0:31 So we are going to come over here, we are going to do the url, we are going to do the json string, we are going to do the headers
0:37 but we are also going to set the method to post, explicitly and then again,
0:42 like before request.url open and it's going to go along more or less the same. So let's go and create a post, we're going to see what's here,
0:52 okay, and we have this post comes from Python 2, let's do one it's says that this post comes from Python 3, content, it's going to be viewed 100 times,
1:03 oh yes, okay so the post data should be bytes, not iterable strings, so that is pretty interesting, how are we going to solve that?

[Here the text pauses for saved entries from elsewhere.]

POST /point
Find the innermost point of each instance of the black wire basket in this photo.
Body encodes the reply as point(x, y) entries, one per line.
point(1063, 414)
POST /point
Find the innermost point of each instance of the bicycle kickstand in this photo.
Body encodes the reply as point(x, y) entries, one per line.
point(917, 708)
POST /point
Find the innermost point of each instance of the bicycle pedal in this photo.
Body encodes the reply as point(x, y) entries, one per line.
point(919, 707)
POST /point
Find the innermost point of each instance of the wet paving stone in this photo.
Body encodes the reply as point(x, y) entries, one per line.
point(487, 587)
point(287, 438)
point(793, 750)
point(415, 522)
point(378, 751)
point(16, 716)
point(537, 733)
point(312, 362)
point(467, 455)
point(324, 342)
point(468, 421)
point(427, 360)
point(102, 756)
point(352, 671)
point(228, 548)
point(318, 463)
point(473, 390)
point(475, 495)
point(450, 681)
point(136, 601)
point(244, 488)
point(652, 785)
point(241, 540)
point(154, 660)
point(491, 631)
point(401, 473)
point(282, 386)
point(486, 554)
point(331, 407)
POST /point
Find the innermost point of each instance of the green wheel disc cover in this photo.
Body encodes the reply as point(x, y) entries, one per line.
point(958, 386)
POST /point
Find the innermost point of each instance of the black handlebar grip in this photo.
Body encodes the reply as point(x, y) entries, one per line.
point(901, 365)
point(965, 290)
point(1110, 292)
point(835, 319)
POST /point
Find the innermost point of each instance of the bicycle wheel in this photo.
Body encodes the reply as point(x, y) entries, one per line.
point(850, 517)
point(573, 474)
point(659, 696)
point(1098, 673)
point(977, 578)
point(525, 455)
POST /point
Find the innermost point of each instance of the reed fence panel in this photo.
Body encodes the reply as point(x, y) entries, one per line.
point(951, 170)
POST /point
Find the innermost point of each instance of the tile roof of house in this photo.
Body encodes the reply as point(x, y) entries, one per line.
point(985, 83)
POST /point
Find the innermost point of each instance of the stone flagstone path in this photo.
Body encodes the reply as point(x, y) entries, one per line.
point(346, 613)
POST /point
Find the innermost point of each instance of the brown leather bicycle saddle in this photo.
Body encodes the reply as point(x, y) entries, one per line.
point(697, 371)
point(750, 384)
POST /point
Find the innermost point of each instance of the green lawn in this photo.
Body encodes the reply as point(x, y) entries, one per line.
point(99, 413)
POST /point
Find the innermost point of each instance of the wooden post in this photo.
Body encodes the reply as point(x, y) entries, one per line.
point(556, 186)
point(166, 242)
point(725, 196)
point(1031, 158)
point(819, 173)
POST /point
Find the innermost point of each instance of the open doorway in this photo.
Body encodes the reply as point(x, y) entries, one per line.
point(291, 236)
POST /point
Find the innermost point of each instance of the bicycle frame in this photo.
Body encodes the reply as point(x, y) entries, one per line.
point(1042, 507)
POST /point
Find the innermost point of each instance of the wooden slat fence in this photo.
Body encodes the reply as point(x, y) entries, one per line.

1:12 Well, let me take a step back here, and we are going to say data, let's just call it data for now so let's go over here
1:20 and say data= and this is what we had before, in Python 2 the difference between bytes and strings was not very strong,
1:27 what we can do though is we can say I'd like to take this string and turn it into a particular byte array based on the encoding that we are expecting,
1:35 so probably he best choice here is to say I want to encode this using utf8
1:41 that is probably our best shot for the right encoding for this server, let's try it again. Okay, just make sure that we got only our Python 2 one here,
1:50 so we are going to say something like this, from Python 3 so we are going to add Python 3, this is going to be new content
1:58 and this is going to be 1002. Great, so now that we sent a byte array for our data, everything worked great and we got back our newly created object
2:06 with the server side generated id and we can even list it, we should see it right there along with the other one.
2:12 Perfect, and it seems to be turning a little bit higher than the Python 2 version of this post which is kind of cool, right?